Liver kinase B1 (LKB1) is a critical tumor suppressor that is frequently mutated in human cancers. LKB1 has serine/threonine protein kinase activity, which regulates gene expression by phosphorylation of Yes-Associated protein (YAP). The phosphorylation-dependent YAP shuttling is critically important intracellular mechanism in the Hippo pathway. In our previous study, we found that the amplification of hTERC was significant higher in the bronchial brushing cells of patients with lung cancer, however, the underlying molecular mechanism is not clear. In this study, we showed that LKB1 overexpression could phosphorylate YAP and promoted its nuclear rejection. Silencing LKB1 could dephosphorylate YAP and promoted its entry into the nucleus. Here, we found that LKB1 inhibited the mRNA expression and the amplification of hTERC. YAP further up-regulated hTERC at mRNA and gene amplification levels. Therefore, we suggest that LKB1 may inhibit the expression and amplification of hTERC through the axis of LKB1-pYAP(YAP)-hTERC.
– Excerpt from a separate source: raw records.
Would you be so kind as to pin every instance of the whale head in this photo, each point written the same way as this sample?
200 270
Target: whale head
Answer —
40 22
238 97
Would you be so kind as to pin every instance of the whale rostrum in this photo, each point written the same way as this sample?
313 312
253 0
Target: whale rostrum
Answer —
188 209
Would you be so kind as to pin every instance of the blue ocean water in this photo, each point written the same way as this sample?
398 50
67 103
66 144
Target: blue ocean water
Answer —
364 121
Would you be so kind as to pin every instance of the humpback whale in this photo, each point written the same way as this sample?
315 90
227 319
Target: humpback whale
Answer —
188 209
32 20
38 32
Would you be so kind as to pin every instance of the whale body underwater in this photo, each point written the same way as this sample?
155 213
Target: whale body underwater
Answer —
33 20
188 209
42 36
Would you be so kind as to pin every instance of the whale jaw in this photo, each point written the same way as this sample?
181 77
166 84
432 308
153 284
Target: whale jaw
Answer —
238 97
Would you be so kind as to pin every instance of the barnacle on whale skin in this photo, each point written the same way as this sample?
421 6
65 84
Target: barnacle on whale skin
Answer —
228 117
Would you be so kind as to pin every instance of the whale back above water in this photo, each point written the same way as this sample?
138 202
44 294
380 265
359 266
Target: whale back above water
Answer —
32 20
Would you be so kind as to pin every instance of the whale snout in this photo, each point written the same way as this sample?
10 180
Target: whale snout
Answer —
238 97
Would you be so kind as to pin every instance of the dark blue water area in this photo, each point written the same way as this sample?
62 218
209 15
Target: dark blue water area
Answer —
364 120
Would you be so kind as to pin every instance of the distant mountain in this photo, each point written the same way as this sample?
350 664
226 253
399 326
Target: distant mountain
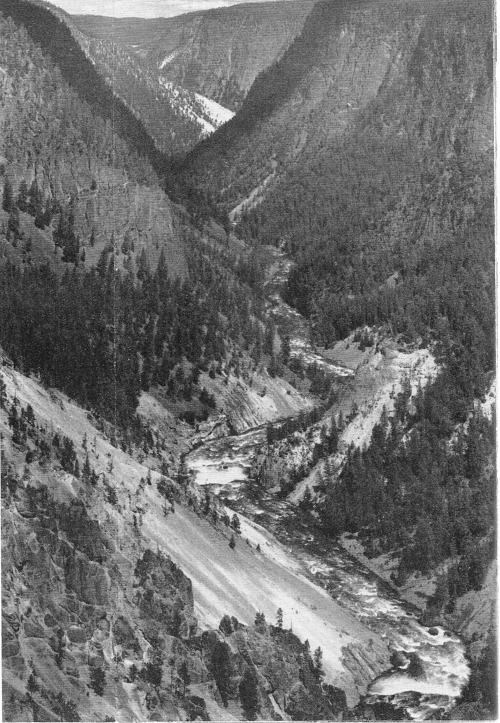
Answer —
217 53
358 146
肝脏激酶B1(LKB1)是一种关键的肿瘤抑制因子,在人类癌症中经常发生突变。LKB1具有丝氨酸/苏氨酸蛋白激酶活性,通过磷酸化Yes相关蛋白(YAP)来调节基因表达。磷酸化依赖性YAP穿梭是Hippo信号通路中至关重要的细胞内机制。在我们之前的研究中,我们发现肺癌患者支气管刷检细胞中hTERC的扩增显著更高,然而,其潜在的分子机制尚不清楚。在本研究中,我们表明LKB1过表达可使YAP磷酸化并促进其核排斥。沉默LKB1可使YAP去磷酸化并促进其进入细胞核。在此,我们发现LKB1抑制hTERC的mRNA表达和扩增。YAP在mRNA和基因扩增水平上进一步上调hTERC。因此,我们认为LKB1可能通过LKB1-pYAP(YAP)-hTERC轴抑制hTERC的表达和扩增。